Officials Unveil $9.9 Million Plan to Rebuild Lake Delhi Dam By Summer 2011
By Steve Gravelle, Reporter
Water from the Maquoketa River flows through the breach in the dam at Lake Delhi on Sunday, July 25, 2010, in Delhi. (Jim Slosiarek/SourceMedia Group News)
By
Aaron Hepker
Story Created:
Sep 10, 2010 at 4:39 PM CDT
Story Updated:
Sep 10, 2010 at 11:24 PM CDT
LAKE DELHI, Iowa – For the first time, there’s a pricetag on restoring the Lake Delhi dam. But who pays?.
Jim Willey, president of the Lake Delhi Recreation Association, this morning unveiled a $9.9 million plan that would restore the lake by next summer.
“It is critical to move forward as soon as possible,” Willey told a mostly supportive crowd that packed the Maquoketa Valley High School auditorium for the meeting of the state’s Lake Delhi Recover & Rebuild Task Force.
Willey outlined a three-phase plan to restore the dam’s levee with an improved design that would include a spillway he said would prevent a repeat of its July 24 failure. The plan calls for restoring an electrical generating station that was shut down in 1970.
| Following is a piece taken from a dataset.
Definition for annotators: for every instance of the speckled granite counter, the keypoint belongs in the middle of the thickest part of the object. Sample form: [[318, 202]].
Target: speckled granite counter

Willey’s plan assumes the dam, built in 1920, is still structurally sound. He said the dam has passed two preliminary inspections, but a more thorough engineering review is due within 30 days.
Financing remains an open question, complicated by the dam’s ownership. The dam is owned by the LDRA, a private nonprofit. But the LDRA is funded through a taxing district whose three-member board is elected by about 830 lakeside property owners.
It’s that structure that prompted the Federal Emergency Management Agency (FEMA) to “de-obligate” previously approved funding for repairing damage caused by high water in 2008. Willey’s group is appealing that decision with state support, and the outcome on that challenge will likely determine whether the dam is eligible for FEMA aid for this summer’s damage.